Revolut, the U.K. digital bank, identified evidence of money laundering on its digital payment system, which prompted it to alert authorities including the National Crime Agency and Financial Conduct Authority.
According to a report in the Financial Times, the U.K. FinTech discovered the evidence of money laundering a few months back, and the fact that it reported the activity shows how bad the potential money laundering was. What’s more, the Financial Times said reporting it shows how serious Revolut is when it comes to meeting legal obligations. After all, the report noted companies typically file suspicious activity reports to the NCA, but when they are significant, the FCA expects to learn about them as well.

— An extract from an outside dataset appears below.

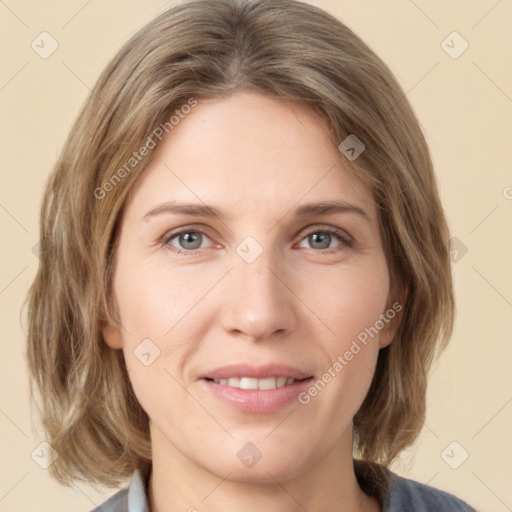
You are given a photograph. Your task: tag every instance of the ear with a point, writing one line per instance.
(393, 314)
(112, 336)
(110, 328)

While Revoult followed the rules in reporting the suspected money laundering, the paper noted critics could use the incident to bolster their argument that Revolut can’t protect against financial crimes and at the same time follow a fast growth strategy. Revolut, noted the report, is looking for a head of compliance for the third time during the past year. Critics argue the fast growth at Revolut and its use of automation for compliance puts it at risk of being used by financial criminals. Revolut’s chief xxecutive and co-founder Nikolay Storonsky defended the compliance at the company in an interview with the Financial Times but didn’t comment on the money laundering activity. He implied Revolut has stronger compliance checks than big banks and showed off a new transaction monitoring system that ranks payments based on how risky they are. “Depending on who you send money to it is weighted by risk and that accumulates,” he said.

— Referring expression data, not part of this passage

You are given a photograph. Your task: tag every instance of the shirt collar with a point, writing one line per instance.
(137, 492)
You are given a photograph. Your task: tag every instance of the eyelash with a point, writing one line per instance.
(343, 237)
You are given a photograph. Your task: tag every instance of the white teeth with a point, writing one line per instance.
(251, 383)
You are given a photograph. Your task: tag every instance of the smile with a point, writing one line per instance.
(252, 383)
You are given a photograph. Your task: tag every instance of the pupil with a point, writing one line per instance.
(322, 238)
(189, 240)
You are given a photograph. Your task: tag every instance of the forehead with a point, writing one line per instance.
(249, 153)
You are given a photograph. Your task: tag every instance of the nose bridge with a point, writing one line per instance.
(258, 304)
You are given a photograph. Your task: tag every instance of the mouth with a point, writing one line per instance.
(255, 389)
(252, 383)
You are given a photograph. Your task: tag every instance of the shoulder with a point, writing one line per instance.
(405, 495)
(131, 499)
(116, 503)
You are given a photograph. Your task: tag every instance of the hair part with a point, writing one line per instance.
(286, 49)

Revolut is currently in expansion mode, but Storonsky said the company isn’t gearing up to launch in his home country of Russia. Instead, Revolut is focused on expanding to the U.S., Canada, Australia, New Zealand, Singapore, Hong Kong and Japan. “We are not launching in any jurisdictions until we are completely ready,” he said. “At Revolut, we have an open culture, junior people can challenge you, and people we have hired from banks don’t like it.” A person familiar with Revolut told the Financial Times that certain managers at the company have at times tried to get around compliance requirements, something Revolut has denied. What’s more, an executive at a company that was planning on teaming with Revolut opted not to because there were limited customer checks when someone signed up. “It is basically piggybacking on the banks and relying on its transaction monitoring system to catch any suspicious activity,” said the person. Revolut said it did checks of new customers that were more than what was required by regulators, but that automation and facial recognition speeds up the process.